Enhancing deep neural network training through learnable adaptive normalization
Jan Benedikt Ruhland, Iraj Masoudian, Dominik Heider
Abstract
Normalization is a fundamental preprocessing technique in data science, commonly used to standardize data distributions prior to model training. Its primary role is to maintain consistent statistical properties across features, which facilitates efficient learning and enhances training stability. In deep learning, normalization methods are particularly beneficial, as they regulate input distributions within neural networks, promoting more stable training and faster convergence. This study introduces and evaluates a novel approach: learnable adaptive normalization layers integrated into neural networks. Experiments were conducted across nine datasets encompassing feature, image, and time-series data, utilizing various deep learning architectures, including feed-forward, convolutional, and transformer-based neural networks.

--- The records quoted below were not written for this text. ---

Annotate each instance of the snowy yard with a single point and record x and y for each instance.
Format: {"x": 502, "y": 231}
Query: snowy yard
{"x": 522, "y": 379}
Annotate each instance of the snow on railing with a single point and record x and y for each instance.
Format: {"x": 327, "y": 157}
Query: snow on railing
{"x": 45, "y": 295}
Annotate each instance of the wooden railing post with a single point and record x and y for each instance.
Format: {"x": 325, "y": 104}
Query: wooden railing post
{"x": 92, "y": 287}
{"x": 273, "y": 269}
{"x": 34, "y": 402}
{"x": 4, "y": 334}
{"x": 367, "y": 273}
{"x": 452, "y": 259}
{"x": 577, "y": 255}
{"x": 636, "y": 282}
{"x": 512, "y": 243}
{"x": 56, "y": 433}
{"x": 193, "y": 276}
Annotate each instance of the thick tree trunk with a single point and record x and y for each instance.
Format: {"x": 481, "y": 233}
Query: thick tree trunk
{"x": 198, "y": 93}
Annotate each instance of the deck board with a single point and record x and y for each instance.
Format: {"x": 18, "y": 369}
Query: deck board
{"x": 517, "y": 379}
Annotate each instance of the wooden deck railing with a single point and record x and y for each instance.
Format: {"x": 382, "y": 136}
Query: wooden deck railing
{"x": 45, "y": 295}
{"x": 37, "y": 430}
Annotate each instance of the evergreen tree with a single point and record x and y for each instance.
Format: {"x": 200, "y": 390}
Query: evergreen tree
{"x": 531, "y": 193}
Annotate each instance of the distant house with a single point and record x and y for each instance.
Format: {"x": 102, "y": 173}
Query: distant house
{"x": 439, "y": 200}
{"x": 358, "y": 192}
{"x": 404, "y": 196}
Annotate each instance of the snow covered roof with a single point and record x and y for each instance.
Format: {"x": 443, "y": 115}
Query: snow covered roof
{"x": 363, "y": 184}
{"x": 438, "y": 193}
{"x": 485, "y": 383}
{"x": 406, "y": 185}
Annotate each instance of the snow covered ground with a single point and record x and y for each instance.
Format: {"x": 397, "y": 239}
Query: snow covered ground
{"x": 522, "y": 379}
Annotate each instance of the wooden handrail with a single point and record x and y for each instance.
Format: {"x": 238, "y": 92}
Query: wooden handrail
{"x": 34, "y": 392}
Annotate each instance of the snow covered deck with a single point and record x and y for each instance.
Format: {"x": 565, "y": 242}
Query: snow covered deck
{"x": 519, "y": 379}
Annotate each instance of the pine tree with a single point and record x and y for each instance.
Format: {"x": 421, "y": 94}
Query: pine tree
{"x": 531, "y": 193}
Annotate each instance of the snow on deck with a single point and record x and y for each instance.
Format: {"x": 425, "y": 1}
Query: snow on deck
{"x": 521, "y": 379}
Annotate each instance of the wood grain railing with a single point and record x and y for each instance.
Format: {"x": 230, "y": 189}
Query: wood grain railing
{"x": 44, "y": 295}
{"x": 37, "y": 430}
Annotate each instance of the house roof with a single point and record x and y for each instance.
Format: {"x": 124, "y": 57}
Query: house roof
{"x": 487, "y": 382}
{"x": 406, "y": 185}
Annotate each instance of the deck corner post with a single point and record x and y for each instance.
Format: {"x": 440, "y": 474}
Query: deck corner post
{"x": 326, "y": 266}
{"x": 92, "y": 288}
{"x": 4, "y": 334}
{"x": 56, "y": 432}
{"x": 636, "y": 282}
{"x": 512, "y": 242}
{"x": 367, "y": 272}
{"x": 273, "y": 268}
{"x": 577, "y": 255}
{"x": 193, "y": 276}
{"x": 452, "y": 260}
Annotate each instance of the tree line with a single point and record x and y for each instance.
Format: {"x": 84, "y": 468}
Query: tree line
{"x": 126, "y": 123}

The results demonstrate that adaptive normalization consistently outperforms traditional methods, such as mean subtraction, standard deviation scaling, and layer normalization. Moreover, in many scenarios, adaptive normalization achieved performance that was either superior to or comparable with batch normalization, with image classification being the notable exception. These findings indicate that adaptive normalization not only accelerates training convergence but also enhances final model performance in most cases, underscoring its effectiveness. Given that the choice of network architecture is inherently a hyperparameter tuning challenge, we recommend considering adaptive normalization in the preprocessing step for future networks. Furthermore, replacing batch or layer normalization with adaptive normalization may lead to improved training efficiency and final performance, depending on the specific problem.